Secondo le stime dell’Assofin sono sempre di più gli italiani che pagano a rate le proprie vacanze. Natale o Capodanno fuori porta sembrano infatti scelte irrinunciabili e a questo riguardo si opta sempre più spesso di rateizzare la spesa, ricorrendo al credito al consumo. Una realtà economico-sociale non più trascurabile visto che ricalca il comportamento di 1 italiano su 20. Le regioni in cui ci si indebita maggiormente pur di non rinunciare alle vacanze sono Lazio e Lombardia.

Fonte:ilGiornale.it

Prestiti finalizzati: vacanze a rate per 1 Italiano su 20

Dopo il boom dell’acquisto di automobili e televisori, prende sempre più piede l’abitudine di rateizzare i costi sostenuti per le vacanze. Un andamento in crescita nel 2007, secondo un’inchiesta in cui sono stati interpellati gestori di alberghi, agenzie di viaggio, tour operator e associazioni consumatori.

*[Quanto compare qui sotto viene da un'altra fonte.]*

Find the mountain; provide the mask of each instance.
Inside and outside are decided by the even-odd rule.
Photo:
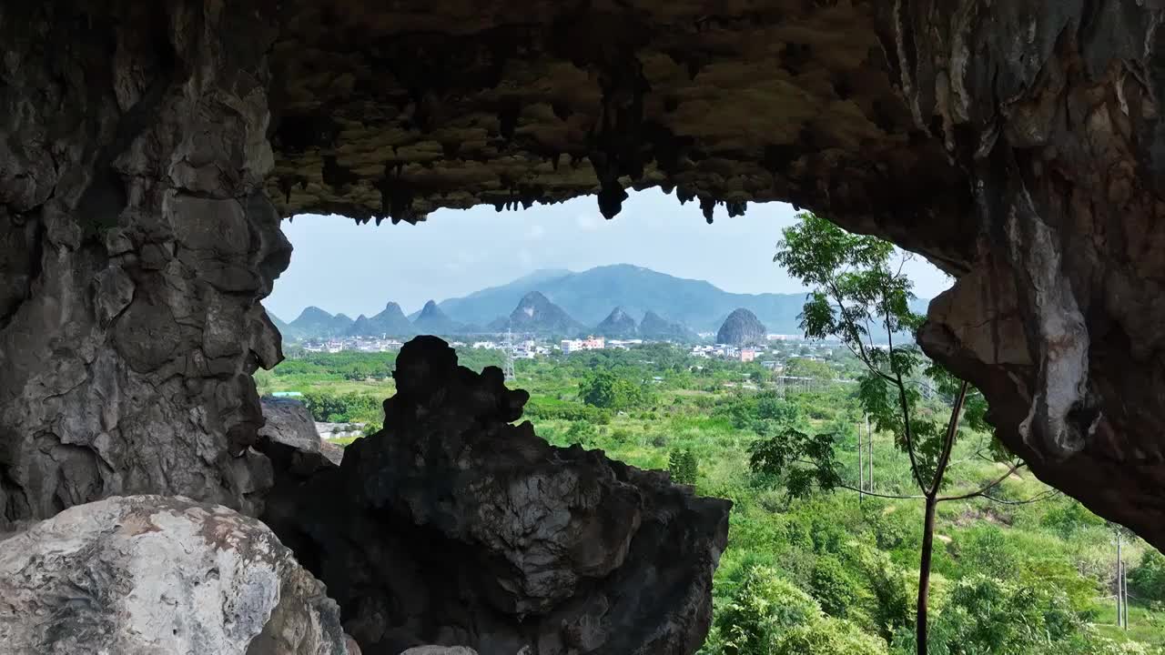
[[[343,314],[332,316],[318,307],[309,307],[289,326],[304,338],[324,338],[346,334],[352,323],[352,319]]]
[[[586,328],[539,291],[522,296],[510,312],[507,328],[518,332],[574,336]]]
[[[757,321],[756,315],[747,309],[737,309],[728,315],[720,331],[716,332],[718,344],[747,346],[765,343],[768,330]]]
[[[626,263],[570,273],[539,270],[509,284],[482,289],[440,303],[456,321],[488,324],[504,316],[530,291],[542,291],[551,302],[586,325],[600,323],[614,307],[640,318],[654,310],[697,330],[715,330],[736,308],[744,308],[774,332],[799,334],[797,315],[805,294],[729,294],[708,282],[684,280]]]
[[[267,318],[271,319],[271,325],[275,325],[275,329],[280,331],[280,334],[283,336],[284,341],[303,338],[303,334],[301,334],[298,330],[292,328],[290,324],[283,322],[282,319],[280,319],[278,316],[275,316],[270,311],[267,312]]]
[[[401,305],[393,302],[384,305],[383,311],[372,318],[361,314],[348,329],[348,334],[352,337],[379,337],[381,334],[410,337],[416,333],[416,328],[404,317]]]
[[[594,329],[595,334],[610,339],[633,339],[636,331],[635,319],[621,307],[613,309],[607,318],[603,318],[602,323]]]
[[[673,323],[658,314],[648,310],[640,322],[640,337],[644,339],[686,341],[696,337],[691,330],[680,323]]]
[[[412,321],[412,329],[421,334],[454,334],[460,325],[445,315],[437,303],[429,301],[421,308],[421,314]]]

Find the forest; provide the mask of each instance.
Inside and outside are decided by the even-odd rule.
[[[521,360],[511,386],[530,392],[524,420],[549,442],[669,470],[734,502],[705,655],[915,653],[924,503],[875,495],[911,495],[910,465],[895,435],[875,428],[863,451],[871,493],[860,496],[862,365],[840,346],[805,352],[789,344],[774,353],[784,373],[814,379],[783,394],[761,362],[696,358],[668,344]],[[317,421],[380,429],[393,353],[291,354],[256,375],[261,393],[299,392]],[[497,351],[461,348],[459,358],[474,369],[502,364]],[[941,414],[949,402],[935,392],[923,406]],[[757,444],[788,428],[829,436],[833,488],[790,488],[789,471],[754,465]],[[990,446],[986,432],[958,442],[952,492],[1008,472],[984,457]],[[1024,469],[989,495],[938,506],[930,653],[1165,653],[1165,557]],[[1118,534],[1128,629],[1116,622]]]

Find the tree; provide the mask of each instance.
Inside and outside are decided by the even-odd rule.
[[[895,435],[896,445],[910,458],[911,474],[920,492],[890,498],[917,498],[925,505],[915,626],[918,653],[925,654],[935,507],[948,500],[990,498],[988,492],[1019,464],[1014,463],[1007,473],[980,490],[940,495],[951,451],[961,434],[960,420],[976,430],[987,428],[982,395],[942,367],[927,365],[913,344],[902,345],[903,334],[913,333],[923,321],[910,309],[915,296],[910,280],[902,273],[905,255],[897,255],[889,242],[850,234],[812,213],[803,212],[798,218],[799,224],[784,231],[774,261],[812,289],[800,317],[805,336],[838,338],[862,362],[862,408],[878,431]],[[895,266],[898,256],[902,262]],[[875,344],[876,334],[884,343]],[[919,382],[949,399],[945,421],[918,411]],[[753,467],[783,476],[790,494],[806,494],[814,484],[822,490],[853,488],[841,481],[833,456],[835,443],[833,435],[811,437],[789,428],[757,442]],[[982,451],[995,459],[1008,458],[994,442]]]
[[[647,401],[647,394],[640,385],[609,371],[588,373],[579,382],[579,397],[589,406],[605,409],[627,409]]]
[[[668,457],[671,479],[682,485],[694,485],[700,474],[700,465],[691,449],[673,449]]]

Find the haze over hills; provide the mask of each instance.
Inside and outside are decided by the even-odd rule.
[[[389,302],[372,317],[355,322],[309,307],[283,323],[271,316],[288,339],[416,333],[454,334],[518,332],[612,338],[686,340],[694,331],[716,331],[729,314],[744,309],[769,332],[799,334],[798,315],[805,294],[730,294],[699,280],[684,280],[647,268],[615,265],[581,273],[538,270],[501,287],[437,303],[405,317]],[[913,303],[925,311],[927,301]]]
[[[746,308],[774,332],[797,333],[805,294],[732,294],[701,280],[685,280],[626,263],[570,273],[539,270],[501,287],[450,298],[440,308],[456,321],[487,324],[506,316],[530,291],[586,325],[598,325],[615,307],[636,321],[648,311],[689,328],[714,331],[728,314]]]

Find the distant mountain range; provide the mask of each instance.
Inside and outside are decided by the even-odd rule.
[[[608,338],[687,340],[696,331],[715,331],[729,314],[743,309],[769,332],[800,333],[797,316],[805,294],[730,294],[699,280],[685,280],[630,265],[581,273],[538,270],[508,284],[437,303],[405,317],[389,302],[373,317],[355,321],[317,307],[298,318],[271,322],[287,339],[345,336],[411,337],[503,332],[552,336],[595,333]],[[917,301],[925,311],[927,301]]]

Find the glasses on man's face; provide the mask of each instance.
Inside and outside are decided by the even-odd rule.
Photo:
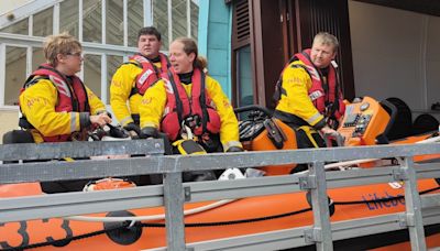
[[[77,52],[77,53],[66,53],[66,55],[82,57],[82,53],[81,53],[81,52]]]

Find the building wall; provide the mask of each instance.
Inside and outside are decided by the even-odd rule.
[[[224,0],[200,1],[199,53],[208,58],[209,74],[231,98],[231,4]],[[208,20],[208,22],[207,22]]]
[[[349,1],[356,96],[440,101],[440,18]]]

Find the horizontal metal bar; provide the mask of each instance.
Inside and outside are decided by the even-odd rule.
[[[440,207],[440,195],[424,195],[420,199],[421,208]]]
[[[163,186],[0,199],[0,222],[162,206]]]
[[[176,156],[176,168],[190,171],[194,166],[205,170],[282,165],[290,163],[334,162],[358,159],[382,159],[440,153],[440,143],[374,145],[356,148],[299,149],[289,151],[255,151],[242,153],[212,153],[208,155]]]
[[[300,192],[296,175],[197,182],[185,186],[190,186],[191,203]]]
[[[355,237],[369,236],[400,229],[398,215],[386,215],[374,218],[363,218],[350,221],[333,222],[331,225],[332,239],[342,240]],[[188,243],[187,247],[195,250],[279,250],[304,247],[304,232],[311,226],[268,231],[264,233],[224,238],[211,241]],[[163,248],[153,250],[164,250]]]
[[[1,20],[0,20],[1,22]],[[23,46],[33,46],[33,47],[42,47],[44,37],[40,36],[30,36],[30,35],[21,35],[21,34],[12,34],[0,32],[0,43],[6,43],[10,45],[23,45]],[[98,44],[91,42],[82,42],[82,50],[87,53],[106,53],[118,56],[127,56],[138,52],[136,47],[125,47],[120,45],[112,44]]]
[[[114,160],[3,164],[0,165],[0,184],[120,177],[161,173],[164,171],[162,168],[162,163],[167,160],[169,159],[155,155]]]
[[[162,140],[1,144],[0,160],[52,160],[118,154],[163,154]]]

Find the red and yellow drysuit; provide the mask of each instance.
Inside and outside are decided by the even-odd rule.
[[[275,96],[274,117],[296,128],[309,127],[308,132],[323,128],[328,120],[339,120],[345,110],[336,67],[330,64],[322,76],[310,61],[310,50],[295,54],[283,69]]]
[[[90,114],[106,111],[102,101],[77,76],[65,76],[44,64],[26,80],[20,94],[20,126],[35,143],[63,142],[90,126]]]
[[[110,85],[110,105],[122,126],[131,122],[139,123],[139,106],[142,96],[168,68],[168,58],[162,53],[157,62],[136,54],[118,68]],[[129,100],[129,107],[127,100]]]

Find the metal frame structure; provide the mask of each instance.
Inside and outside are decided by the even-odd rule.
[[[65,0],[67,1],[67,0]],[[105,103],[109,103],[110,100],[107,100],[107,92],[108,92],[108,55],[116,55],[116,56],[123,56],[124,61],[127,61],[129,55],[138,52],[136,47],[129,46],[129,0],[123,0],[123,44],[122,45],[112,45],[107,44],[107,7],[108,1],[101,0],[101,43],[91,43],[91,42],[84,42],[84,32],[82,32],[82,24],[84,24],[84,15],[82,15],[82,8],[85,0],[77,0],[78,1],[78,40],[82,43],[84,53],[85,54],[92,54],[99,55],[100,59],[100,69],[101,79],[100,79],[100,91],[101,91],[101,100]],[[168,37],[169,42],[173,39],[173,0],[168,0]],[[28,26],[29,32],[28,35],[20,35],[20,34],[12,34],[12,33],[1,33],[0,32],[0,58],[6,58],[6,46],[24,46],[28,48],[26,53],[26,76],[32,72],[32,48],[34,47],[42,47],[42,43],[44,37],[33,36],[33,15],[44,11],[48,8],[53,7],[53,33],[59,33],[59,12],[61,12],[61,3],[63,0],[38,0],[33,1],[28,4],[24,4],[9,13],[4,13],[0,15],[0,29],[13,25],[20,21],[28,19]],[[186,20],[186,24],[189,24],[187,29],[187,35],[191,36],[191,28],[190,28],[190,4],[195,2],[198,4],[198,1],[194,0],[186,0],[186,14],[189,13]],[[152,0],[143,0],[143,25],[153,25],[153,1]],[[10,20],[8,17],[13,13],[14,19]],[[0,108],[7,109],[16,109],[15,106],[6,106],[6,64],[4,59],[0,59]],[[84,78],[84,69],[79,73],[79,76]]]
[[[20,149],[20,151],[16,151]],[[140,207],[165,206],[167,250],[278,250],[316,244],[317,250],[333,250],[332,242],[349,238],[408,230],[413,250],[426,250],[424,226],[440,223],[440,195],[419,196],[418,178],[440,177],[440,163],[418,164],[413,156],[440,153],[440,143],[377,145],[290,151],[216,153],[208,155],[162,155],[160,141],[72,142],[0,145],[0,160],[84,157],[107,154],[148,154],[124,160],[21,163],[0,165],[0,184],[58,181],[101,176],[163,173],[156,186],[40,195],[0,199],[0,222]],[[398,165],[324,172],[323,163],[353,159],[397,157]],[[182,172],[309,163],[309,172],[286,176],[183,183]],[[121,168],[123,166],[123,168]],[[256,182],[257,179],[257,182]],[[406,211],[371,218],[330,222],[327,188],[404,182]],[[185,243],[184,204],[213,199],[242,198],[309,190],[314,226]],[[240,192],[240,193],[239,193]],[[51,198],[51,199],[48,199]],[[85,206],[87,205],[87,206]],[[173,237],[173,238],[170,238]],[[166,250],[160,248],[155,250]]]

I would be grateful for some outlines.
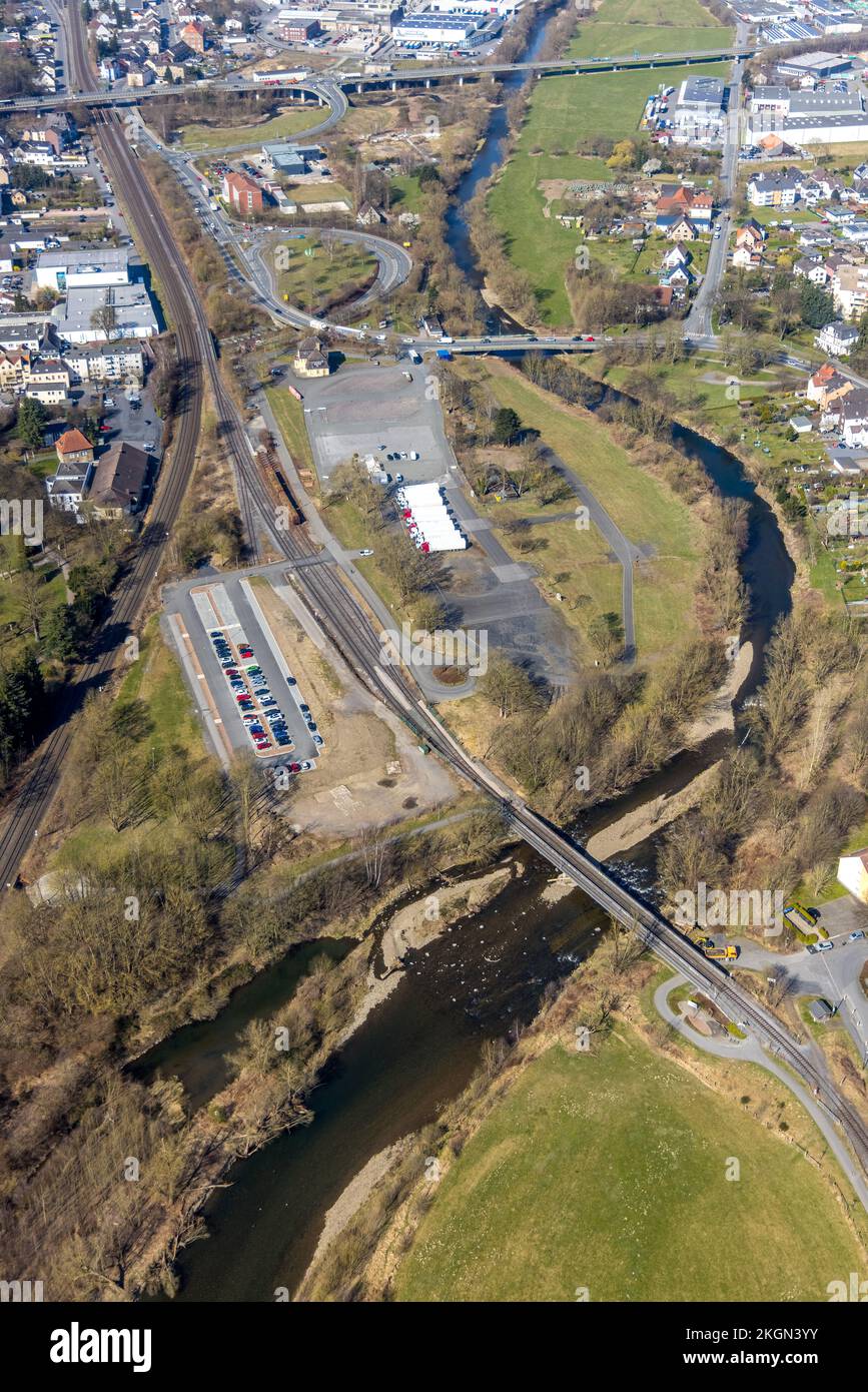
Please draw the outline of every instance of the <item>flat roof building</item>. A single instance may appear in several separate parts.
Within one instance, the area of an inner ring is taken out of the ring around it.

Il trend generale è che chi possiede una scarsa disponibilità di denaro da destinare alle ferie, preferisce una vacanza economica da pagare tutta e subito; ma è pur vero che 1 Italiano su 20 sceglie di ricorrere ad un pagamento rateale da distribuire nel corso del tempo, pur di non rinunciare alla meta preferita o ad una vacanza che altrimenti non potrebbe permettersi. Le durata delle rate varia da alcuni mesi fino a 30 rate per viaggi da 5.000 a 10.000 euro. Un modo per avere tutto il tempo per godersi la vacanza, per pagare poi, ci sarà tutto il tempo per pensarci.